Paolo Panelli, Delia Scala e Nino Manfredi in Canzonissima 1969

Ma Paolo Panelli ti manca?

Soprattutto la sua ironia e la sua intelligenza.

Era una generazione di attori di età più grandi di te, quindi tu apprendevi da loro…

Sono stati i miei maestri. Walter Chiari, Delia Scala, Aldo Fabrizi col quale ho fatto per tre o quattro mesi una vita in simbiosi con “Rugantino” e Manfredi… quando ho girato con Manfredi correvo come un pazzo, perché tutto quello che avrei voluto dire io di cose che non quadravano, le aveva già dette lui cinque minuti prima.
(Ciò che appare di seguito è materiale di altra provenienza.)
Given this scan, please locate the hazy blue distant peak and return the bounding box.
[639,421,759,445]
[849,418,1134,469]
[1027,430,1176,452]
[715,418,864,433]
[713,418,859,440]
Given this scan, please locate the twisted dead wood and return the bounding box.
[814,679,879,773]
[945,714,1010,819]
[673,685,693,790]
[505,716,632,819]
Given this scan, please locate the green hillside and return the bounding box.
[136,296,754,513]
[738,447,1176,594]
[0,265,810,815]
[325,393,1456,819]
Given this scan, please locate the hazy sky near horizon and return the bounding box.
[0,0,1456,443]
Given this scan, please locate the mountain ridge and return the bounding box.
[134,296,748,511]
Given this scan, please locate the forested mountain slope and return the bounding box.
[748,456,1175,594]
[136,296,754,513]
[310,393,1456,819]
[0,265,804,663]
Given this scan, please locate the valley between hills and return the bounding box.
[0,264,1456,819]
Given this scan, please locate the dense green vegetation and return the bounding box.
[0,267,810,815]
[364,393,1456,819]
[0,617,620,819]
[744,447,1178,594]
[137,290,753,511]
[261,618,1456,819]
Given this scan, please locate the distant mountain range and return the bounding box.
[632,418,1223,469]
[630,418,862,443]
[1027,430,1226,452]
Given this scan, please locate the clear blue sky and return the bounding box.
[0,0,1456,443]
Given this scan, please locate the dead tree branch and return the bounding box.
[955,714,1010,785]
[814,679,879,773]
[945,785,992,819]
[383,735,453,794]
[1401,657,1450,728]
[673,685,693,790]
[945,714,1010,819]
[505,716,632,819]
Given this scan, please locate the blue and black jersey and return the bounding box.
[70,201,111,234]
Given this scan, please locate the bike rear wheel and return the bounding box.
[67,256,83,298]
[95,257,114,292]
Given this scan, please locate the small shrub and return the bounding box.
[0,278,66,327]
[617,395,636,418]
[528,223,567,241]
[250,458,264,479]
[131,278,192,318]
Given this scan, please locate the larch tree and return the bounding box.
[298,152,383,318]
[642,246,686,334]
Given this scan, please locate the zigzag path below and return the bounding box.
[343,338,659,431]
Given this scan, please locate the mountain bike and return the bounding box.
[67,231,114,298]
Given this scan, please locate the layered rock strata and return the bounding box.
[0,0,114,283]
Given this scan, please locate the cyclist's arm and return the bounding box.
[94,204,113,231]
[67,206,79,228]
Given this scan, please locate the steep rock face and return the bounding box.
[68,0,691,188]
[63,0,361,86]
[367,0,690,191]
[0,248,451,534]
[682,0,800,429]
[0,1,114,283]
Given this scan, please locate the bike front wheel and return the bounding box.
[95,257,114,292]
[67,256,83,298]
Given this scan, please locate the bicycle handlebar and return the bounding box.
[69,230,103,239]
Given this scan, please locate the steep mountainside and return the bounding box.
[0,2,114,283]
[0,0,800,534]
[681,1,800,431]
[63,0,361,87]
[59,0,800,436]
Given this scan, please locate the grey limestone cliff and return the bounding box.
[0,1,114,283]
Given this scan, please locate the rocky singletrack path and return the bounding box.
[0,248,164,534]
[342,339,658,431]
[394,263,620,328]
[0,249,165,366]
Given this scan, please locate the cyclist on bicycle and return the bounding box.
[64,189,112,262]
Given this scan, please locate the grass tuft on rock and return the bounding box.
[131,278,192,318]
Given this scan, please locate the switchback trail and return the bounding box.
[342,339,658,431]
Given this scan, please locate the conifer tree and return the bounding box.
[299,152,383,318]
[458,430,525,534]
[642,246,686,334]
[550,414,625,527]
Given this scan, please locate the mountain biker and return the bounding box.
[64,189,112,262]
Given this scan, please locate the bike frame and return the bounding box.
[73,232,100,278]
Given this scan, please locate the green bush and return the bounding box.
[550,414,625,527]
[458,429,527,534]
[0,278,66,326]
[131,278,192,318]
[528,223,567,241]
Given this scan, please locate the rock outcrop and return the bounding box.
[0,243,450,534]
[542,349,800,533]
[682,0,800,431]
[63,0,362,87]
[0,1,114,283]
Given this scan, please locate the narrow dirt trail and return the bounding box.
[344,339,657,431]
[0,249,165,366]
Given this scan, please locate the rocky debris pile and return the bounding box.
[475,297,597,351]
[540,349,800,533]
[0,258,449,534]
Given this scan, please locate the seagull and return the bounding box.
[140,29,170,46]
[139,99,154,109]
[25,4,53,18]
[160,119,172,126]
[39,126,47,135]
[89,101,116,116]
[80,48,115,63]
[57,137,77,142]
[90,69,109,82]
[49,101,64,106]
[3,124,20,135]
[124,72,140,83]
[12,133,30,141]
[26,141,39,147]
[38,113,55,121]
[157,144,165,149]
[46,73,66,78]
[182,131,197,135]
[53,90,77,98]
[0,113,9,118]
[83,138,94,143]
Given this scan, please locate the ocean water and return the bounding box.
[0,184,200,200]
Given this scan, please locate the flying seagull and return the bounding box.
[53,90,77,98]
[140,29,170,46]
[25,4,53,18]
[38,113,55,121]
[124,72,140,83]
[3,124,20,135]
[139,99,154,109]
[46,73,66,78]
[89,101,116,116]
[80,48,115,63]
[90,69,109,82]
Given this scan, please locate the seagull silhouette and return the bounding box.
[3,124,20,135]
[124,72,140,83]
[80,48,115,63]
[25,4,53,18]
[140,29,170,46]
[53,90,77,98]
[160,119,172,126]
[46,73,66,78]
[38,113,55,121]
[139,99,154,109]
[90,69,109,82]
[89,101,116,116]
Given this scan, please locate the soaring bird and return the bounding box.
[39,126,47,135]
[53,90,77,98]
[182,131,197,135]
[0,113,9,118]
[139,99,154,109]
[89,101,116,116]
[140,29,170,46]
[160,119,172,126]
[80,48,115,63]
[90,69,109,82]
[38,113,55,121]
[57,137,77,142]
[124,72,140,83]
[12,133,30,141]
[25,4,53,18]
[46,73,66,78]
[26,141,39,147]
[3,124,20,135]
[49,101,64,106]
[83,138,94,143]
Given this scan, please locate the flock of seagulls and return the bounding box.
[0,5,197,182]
Stupendo. E Panelli era formidabile, intelligentissimo.

A proposito di Panelli, per me sono indimenticabili le sue battute che iniziavano con “Possino”…. Le uso spesso sai, ma io ne conosco una che non so da dove arriva e il cui significato è comunque quello di augurare a qualcuno di andare in una certa via…

Dai. Dimmela.

Beh io li mando in Via Pitelander.

Grande, la posso fare mia?

Assolutamente. Per me è un onore. Grazie Enrico, dal profondo del cuore.

Grazie a te, Maurizio, mi ha fatto piacere. Ci risentiamo presto.

Nota: Intervista originalmente pubblicata sul n. 10 di “OZ Orizzonte Zero” (mensile edito dalla X-Publishing) come storia di copertina, nel Gennaio 2022.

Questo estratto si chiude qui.